Em suma, o desafio é deveras interessante: o estilista deve ser coerente com a marca autoral que consolidou sua reputação e, ao mesmo tempo, criar um figurino para alguém totalmente desconectado do mundo da moda. De alguma forma, o jogo é encontrar um equilíbrio entre alta cultura e cultura popular, construindo uma ponte entre um trabalho cujas referências são bastante herméticas e uma estética mais democrática e acessível. Não por acaso, em todos os episódios, um “aliado” da pessoa escolhida – por consequência, uma espécie de “rival” de Alexandre e sua equipe – é convidado para fiscalizar o processo de produção e ficar dando palpites (geralmente mal humorados) sobre o que vê.
A discussão sobre moda, portanto, é extremamente rica e se estende – ainda que de forma sutil – para todo o universo da cultura.

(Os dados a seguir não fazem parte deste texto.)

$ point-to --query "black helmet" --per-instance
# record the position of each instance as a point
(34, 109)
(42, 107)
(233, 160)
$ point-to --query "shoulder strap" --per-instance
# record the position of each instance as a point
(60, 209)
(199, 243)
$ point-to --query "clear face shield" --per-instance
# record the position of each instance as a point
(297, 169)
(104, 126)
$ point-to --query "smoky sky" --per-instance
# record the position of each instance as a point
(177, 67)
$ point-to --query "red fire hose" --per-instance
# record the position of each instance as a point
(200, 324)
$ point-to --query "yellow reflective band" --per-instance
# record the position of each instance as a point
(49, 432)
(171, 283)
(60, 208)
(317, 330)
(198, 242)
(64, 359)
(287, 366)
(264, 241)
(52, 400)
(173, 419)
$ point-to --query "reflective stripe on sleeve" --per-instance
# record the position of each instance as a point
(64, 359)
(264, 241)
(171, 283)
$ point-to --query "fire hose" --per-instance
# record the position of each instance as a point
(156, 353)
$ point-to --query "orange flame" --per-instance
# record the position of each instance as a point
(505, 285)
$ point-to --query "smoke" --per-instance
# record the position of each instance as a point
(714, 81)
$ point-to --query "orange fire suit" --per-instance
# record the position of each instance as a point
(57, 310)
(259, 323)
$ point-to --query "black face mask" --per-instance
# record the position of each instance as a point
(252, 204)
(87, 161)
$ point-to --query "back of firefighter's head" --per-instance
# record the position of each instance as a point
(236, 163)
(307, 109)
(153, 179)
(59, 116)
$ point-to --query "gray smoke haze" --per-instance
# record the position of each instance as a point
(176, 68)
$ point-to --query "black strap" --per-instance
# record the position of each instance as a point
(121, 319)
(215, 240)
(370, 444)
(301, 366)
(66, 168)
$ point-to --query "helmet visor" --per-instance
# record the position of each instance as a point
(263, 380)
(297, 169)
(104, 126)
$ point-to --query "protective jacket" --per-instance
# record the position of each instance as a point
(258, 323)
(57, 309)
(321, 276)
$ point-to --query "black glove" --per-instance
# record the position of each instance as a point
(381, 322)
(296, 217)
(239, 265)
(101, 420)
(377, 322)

Nas entrelinhas, Corre e Costura pergunta: até que ponto os grandes artistas, os hors concours de suas áreas, conseguem produzir algo que toca o coração do povo? É este, afinal, um dos temas provocados pelo reality show. Fez-me lembrar, aliás, do magnífico experimento realizado em 2007 em um metrô de Nova York, quando Joshua Bell, um dos maiores violinistas do mundo, puxou seu instrumento e tocou várias músicas na hora em que as pessoas corriam apressadas pelo trabalho. O objetivo era verificar quantos transeuntes parariam comovidos pela qualidade da música e quanto dinheiro o virtuoso instrumentista arrecadaria, em comparação a tantos outros artistas de rua com quem dividia o espaço. Ou seja, testava-se ali a reação da população frente ao belo, e se as pessoas comuns saberiam reconhecer “pérolas” quando expostas a elas.
Os excessos da trama narrativa de Corre e Costura criam desconforto ao se oporem justamente à precisão e à elegância da roupa de Alexandre Herchcovitch.
Se Corre e Costura funciona bem enquanto experiência sociológica, o mesmo não se pode dizer enquanto reality show. Para um público já extremamente familiarizado com os realities, o programa falha em oferecer a matéria prima básica deste tipo de atração: autenticidade. A narrativa construída pela edição é claramente forçada, tentando criar um clima de tensão que nem sempre convence.
Os personagens fixos, por exemplo, são excessivamente marcados. Regina Herchcovitch é sempre enfocada fazendo algum tipo de comentário azedo acerca dos convidados, como uma espécie de pequena vilã. Já Rhody é colocado apenas como alívio cômico da trama, numa performance sempre exagerada, tal qual um Titus Andromedon (personagem de Tituss Burgess em Unbreakable Kimmy Schmidt). Seus confrontos com Alexandre – Rhody é o encarregado de fazer as compras para a roupa a ser criada, e sempre comete algum erro – soam calculados, algo fictícios.
Daria para dizer que os excessos da trama narrativa construídos na edição causam desconforto ao se oporem justamente à precisão e à elegância da roupa de Alexandre Herchcovitch, um mestre da alfaiataria e dos cortes rigorosos, que adquirem sua força exatamente pela lógica de que “menos é mais”.
Ainda assim, o programa configura como um perfeito guilty pleasure e, mais do que isso, a oportunidade rara de assistir de camarote ao processo de criação de um dos nomes mais geniais da produção artística autoral (e comercial) do país.